When calling `python folder_name or a zipfile` it actually will look for a `__main__.py` file
and if found will run it.

PEP 302

# What is a Module

## Namespaces
Namespaces hold references to all the symbols we have an which object they point to in memory.

In [None]:
# To check the namespace
globals() # Dict containing all that info

In [None]:
def my_func():
    print("hello_world!")
# We could check the existance of our function inside the namespace

globals().get('my_func') # it returns the reference to the object in memory

# We could call the function by
f = globals().get('my_func')

print(f() == my_func())

In [None]:
# When we are in the global scope both locals and globals return the same dict
print(locals() is globals())

True


In [None]:
# however, inside a local scope we see a different story
a = 100
print(globals()['a'])

def my_func():
    a = 3
    print(f"I am the local value for a: {locals()['a']}")
    print(f"I am the global value for a inside the function: {globals()['a']}")

my_func()

100
I am the local value for a: 3
I am the global value for a inside the function: 100


## What happens when we import a module?

It is important to note that when running the `import` statement Python:
1. Imports at run time, i.e while our code is running. This is a difference with compiled languages
as those get the modules compiled and linked at compile time. One thing to note is that in both cases
(both compiled and interpreted) the system needs to know where those code files **Exist**

In [None]:
# Let's check how python finds modules.
import sys

# where is python installed
print(f"Python is installed in {sys.prefix}")

# Where are the C binaries located
print(f"The C Binaries are located in {sys.exec_prefix}")

Python is installed in /Library/Developer/CommandLineTools/Library/Frameworks/Python3.framework/Versions/3.8
The C Binaries are located in /Library/Developer/CommandLineTools/Library/Frameworks/Python3.framework/Versions/3.8


These two properties show that python and it's modules are in the same folder, However, if we were to create a VENV then python would modify these properties to prefix where the binaries are located.   
So now, where does python look for imports?

In [None]:
# Python looks for imports in
print(f"I look for imports in {sys.path}")

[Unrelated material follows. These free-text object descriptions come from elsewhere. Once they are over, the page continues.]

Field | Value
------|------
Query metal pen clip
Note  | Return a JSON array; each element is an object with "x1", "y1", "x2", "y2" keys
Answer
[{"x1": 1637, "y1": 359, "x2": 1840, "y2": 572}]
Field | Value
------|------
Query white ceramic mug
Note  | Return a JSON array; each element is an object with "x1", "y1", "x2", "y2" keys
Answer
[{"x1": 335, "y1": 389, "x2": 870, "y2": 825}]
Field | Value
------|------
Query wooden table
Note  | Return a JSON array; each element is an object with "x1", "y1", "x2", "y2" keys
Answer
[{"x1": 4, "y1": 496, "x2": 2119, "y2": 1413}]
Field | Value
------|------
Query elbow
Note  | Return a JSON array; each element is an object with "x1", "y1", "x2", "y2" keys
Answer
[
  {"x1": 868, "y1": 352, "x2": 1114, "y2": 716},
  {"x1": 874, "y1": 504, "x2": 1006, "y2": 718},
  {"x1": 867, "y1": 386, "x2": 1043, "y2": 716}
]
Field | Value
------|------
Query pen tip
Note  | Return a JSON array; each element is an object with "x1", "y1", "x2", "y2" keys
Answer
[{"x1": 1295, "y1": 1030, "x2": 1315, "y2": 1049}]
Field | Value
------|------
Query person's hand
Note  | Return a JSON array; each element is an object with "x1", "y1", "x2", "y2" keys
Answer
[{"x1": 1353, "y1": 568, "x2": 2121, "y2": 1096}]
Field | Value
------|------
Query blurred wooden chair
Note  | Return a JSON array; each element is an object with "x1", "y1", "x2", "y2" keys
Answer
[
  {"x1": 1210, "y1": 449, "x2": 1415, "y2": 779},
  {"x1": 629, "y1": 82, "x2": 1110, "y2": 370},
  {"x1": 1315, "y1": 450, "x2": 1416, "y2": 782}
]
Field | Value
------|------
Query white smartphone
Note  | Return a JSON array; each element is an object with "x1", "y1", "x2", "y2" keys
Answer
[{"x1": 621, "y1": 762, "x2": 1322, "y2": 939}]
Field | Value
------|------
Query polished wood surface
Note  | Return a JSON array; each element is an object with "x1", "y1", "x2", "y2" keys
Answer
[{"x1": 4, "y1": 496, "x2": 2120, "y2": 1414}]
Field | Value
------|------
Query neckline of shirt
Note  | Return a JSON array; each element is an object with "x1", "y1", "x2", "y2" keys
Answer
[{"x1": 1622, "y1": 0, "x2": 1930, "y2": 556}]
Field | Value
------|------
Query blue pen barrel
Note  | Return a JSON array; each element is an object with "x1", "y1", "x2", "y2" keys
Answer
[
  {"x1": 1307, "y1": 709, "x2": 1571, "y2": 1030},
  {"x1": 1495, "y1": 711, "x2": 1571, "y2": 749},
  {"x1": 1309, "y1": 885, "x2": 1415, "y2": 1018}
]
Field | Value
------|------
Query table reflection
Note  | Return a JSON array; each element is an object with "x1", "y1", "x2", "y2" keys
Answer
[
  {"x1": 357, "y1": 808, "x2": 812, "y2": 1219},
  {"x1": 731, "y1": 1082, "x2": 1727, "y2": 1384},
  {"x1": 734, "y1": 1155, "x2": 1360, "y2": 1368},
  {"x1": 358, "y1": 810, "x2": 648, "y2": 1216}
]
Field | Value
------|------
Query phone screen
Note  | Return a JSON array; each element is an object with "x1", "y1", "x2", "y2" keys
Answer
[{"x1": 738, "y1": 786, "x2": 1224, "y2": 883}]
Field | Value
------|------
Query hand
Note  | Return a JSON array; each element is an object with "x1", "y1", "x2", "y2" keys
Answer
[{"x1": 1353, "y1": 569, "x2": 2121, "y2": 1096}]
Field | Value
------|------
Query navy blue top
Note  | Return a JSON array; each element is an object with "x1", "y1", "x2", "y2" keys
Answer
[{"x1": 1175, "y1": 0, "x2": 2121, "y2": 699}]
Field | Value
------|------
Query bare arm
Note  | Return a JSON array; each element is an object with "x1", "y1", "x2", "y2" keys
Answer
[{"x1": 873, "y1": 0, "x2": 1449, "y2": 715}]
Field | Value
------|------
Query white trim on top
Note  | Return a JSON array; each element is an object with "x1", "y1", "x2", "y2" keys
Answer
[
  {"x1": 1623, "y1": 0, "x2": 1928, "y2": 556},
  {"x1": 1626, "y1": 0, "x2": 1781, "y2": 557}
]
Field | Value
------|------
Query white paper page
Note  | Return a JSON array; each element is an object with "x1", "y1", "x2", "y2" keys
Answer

I look for imports in ['/Users/crestrepo/Personal/Estudio/Udemy/Python_Deep_Dive/Modules, Packages and Namespaces', '/Library/Developer/CommandLineTools/Library/Frameworks/Python3.framework/Versions/3.8/lib/python38.zip', '/Library/Developer/CommandLineTools/Library/Frameworks/Python3.framework/Versions/3.8/lib/python3.8', '/Library/Developer/CommandLineTools/Library/Frameworks/Python3.framework/Versions/3.8/lib/python3.8/lib-dynload', '', '/Users/crestrepo/Library/Python/3.8/lib/python/site-packages', '/Library/Developer/CommandLineTools/Library/Frameworks/Python3.framework/Versions/3.8/lib/python3.8/site-packages']


In [None]:
# When we import a module we see 
# <{type/module} {module_name} from {place_imported}
# NOTE: Usually built-in modules are written in C.
import math
print(math)

<module 'math' from '/Library/Developer/CommandLineTools/Library/Frameworks/Python3.framework/Versions/3.8/lib/python3.8/lib-dynload/math.cpython-38-darwin.so'>


In [None]:
# This means that we now have an object module called math
print(type(math))

<class 'module'>


In [None]:
# This means that math(our module) is in our namespace.
print(globals()['math'])

# So our namespace (our dict) now has a mention to the object module imported.
print(globals()['math'] is math)

<module 'math' from '/Library/Developer/CommandLineTools/Library/Frameworks/Python3.framework/Versions/3.8/lib/python3.8/lib-dynload/math.cpython-38-darwin.so'>
True


I actually goes through all the paths contained in the `sys.path` and try to find its, location.   
At a high level Python actually does the following.
1. Check the `sys.modules` cache to see if the module has already been imported, if so simply uses the reference in there, otherwise it moves to step 2
2. It creates a new module object (`types.ModuleType`)
3. Loads the source code from file
4. adds an entry to `sys.modules` with name as key and the newly created object.
5. Compiles and executes the source code.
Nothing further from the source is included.